The U.S. Department of Interior’s Bureau of Land Management (BLM) would require companies drilling on public lands to disclose the chemicals used in their hydraulic fracturing (fracking) operations, according to a draft of proposed BLM regulations acquired by NGI‘s Shale Daily.

At least 30 days before well stimulation begins, companies would be required to submit information about the operations, including a report “that discloses all additives of the proposed stimulation fluid by additive trade name and purpose,” and the “complete chemical makeup of all materials used in the proposed stimulation fluid,” according to the draft regulations.

“We believe natural gas is a significant part of our energy portfolio for the future, but as we have now developed a 100-year supply of natural gas in the continental United States, we need to make sure that that natural gas is being developed in a way that’s not going to destroy our environment that we care so much about,” Interior Secretary Ken Salazar said during a webcast Friday afternoon.

“In the history of fracking we don’t know instances where fracking has contaminated water, but we do know that there are ways in which fracking could be a problem.
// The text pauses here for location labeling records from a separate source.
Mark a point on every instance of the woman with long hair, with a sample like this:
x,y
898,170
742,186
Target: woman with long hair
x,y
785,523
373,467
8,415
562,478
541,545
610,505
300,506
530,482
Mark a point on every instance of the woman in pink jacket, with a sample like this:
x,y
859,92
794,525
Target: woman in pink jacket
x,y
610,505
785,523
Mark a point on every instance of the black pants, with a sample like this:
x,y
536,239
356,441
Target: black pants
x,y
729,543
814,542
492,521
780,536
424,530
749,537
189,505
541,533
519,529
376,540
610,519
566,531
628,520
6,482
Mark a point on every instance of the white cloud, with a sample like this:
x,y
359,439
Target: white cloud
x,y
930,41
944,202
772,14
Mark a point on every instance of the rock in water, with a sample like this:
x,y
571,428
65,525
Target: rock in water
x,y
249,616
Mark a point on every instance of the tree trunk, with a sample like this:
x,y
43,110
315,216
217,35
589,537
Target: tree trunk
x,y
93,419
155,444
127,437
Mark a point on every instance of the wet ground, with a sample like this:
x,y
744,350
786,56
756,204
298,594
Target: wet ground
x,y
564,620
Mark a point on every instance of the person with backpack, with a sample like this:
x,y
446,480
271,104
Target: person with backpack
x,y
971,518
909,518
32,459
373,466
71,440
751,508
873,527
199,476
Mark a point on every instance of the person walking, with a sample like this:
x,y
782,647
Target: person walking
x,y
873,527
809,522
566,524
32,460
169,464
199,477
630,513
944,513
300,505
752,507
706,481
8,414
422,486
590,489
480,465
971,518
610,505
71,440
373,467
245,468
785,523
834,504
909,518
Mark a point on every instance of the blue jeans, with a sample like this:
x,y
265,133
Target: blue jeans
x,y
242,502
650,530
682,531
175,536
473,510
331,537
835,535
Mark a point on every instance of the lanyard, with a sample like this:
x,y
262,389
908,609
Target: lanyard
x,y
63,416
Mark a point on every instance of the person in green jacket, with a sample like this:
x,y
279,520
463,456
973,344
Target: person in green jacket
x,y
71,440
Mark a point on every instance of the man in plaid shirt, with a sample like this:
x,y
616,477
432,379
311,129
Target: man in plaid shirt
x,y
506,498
So what we want to do is we want to make sure that there is disclosure because it’s important that people understand what is being injected into the underground. There’s no reason for oil and gas companies to keep that secret, so the president in the State of the Union called for disclosure of those materials.”

In his State of the Union speech last month, President Obama reiterated the administration’s position for requiring disclosure of chemicals used in fracking, saying “America will develop this resource without putting the health and safety of our citizens at risk” (see Shale Daily, Jan. 26).

According to House Natural Resources Committee Chairman Doc Hastings (R-WA), the draft regulations fly in the face of Obama’s call for development of domestic natural gas and oil as part of “an all-out, all-of-the-above” energy strategy.

“This draft document reveals that the Obama administration is planning to impose new job-destroying regulations on the use of hydraulic fracturing technology on federal lands that will add significant barriers to the production of natural gas — one of America’s most promising and abundant natural resources,” Hastings said.

The draft regulations — and a draft proposal that would cut in half the public lands that could be made available in three western states for early research and development of oil shale and tar sands resources, which was also released Friday (see related story) — “appear to run counter to President Obama’s recent State of the Union address, in which he pledged to ‘take every possible action’ to increase production on public lands,” said Thomas Pyle, president of the Institute for Energy Research.

“This latest tranche of regulations demonstrates just how willing the president is to kill the goose that’s laying the golden egg,” Pyle said.

The natural gas industry has helped build public trust by disclosing the chemicals used in fracking, according to a recent report by the American Gas Association (AGA). Operators conducting fracking operations voluntarily enter chemical data into the public website, and states including Texas (see Shale Daily, Dec. 14, 2011), Pennsylvania, Wyoming and Arkansas (see Shale Daily, Dec. 10, 2010) have their own frack fluid disclosure requirements.

BLM isn’t the only U.S. government agency considering new fracking rules. In November the U.S. Environmental Protection Agency (EPA) outlined a 190-page plan for its study of the potential impacts of fracking (see Shale Daily, Nov. 4, 2011).

There have been objections to the federal agencies’ shale efforts. U.S. Sen. Joe Manchin (D-WV) (see Shale Daily, Nov. 2, 2011) and Wyoming Gov. Matt Mead (see Shale Daily, Oct. 27, 2011) are among those who have said regulation of shale gas and related issues — including the use of fracking — should be left to state officials.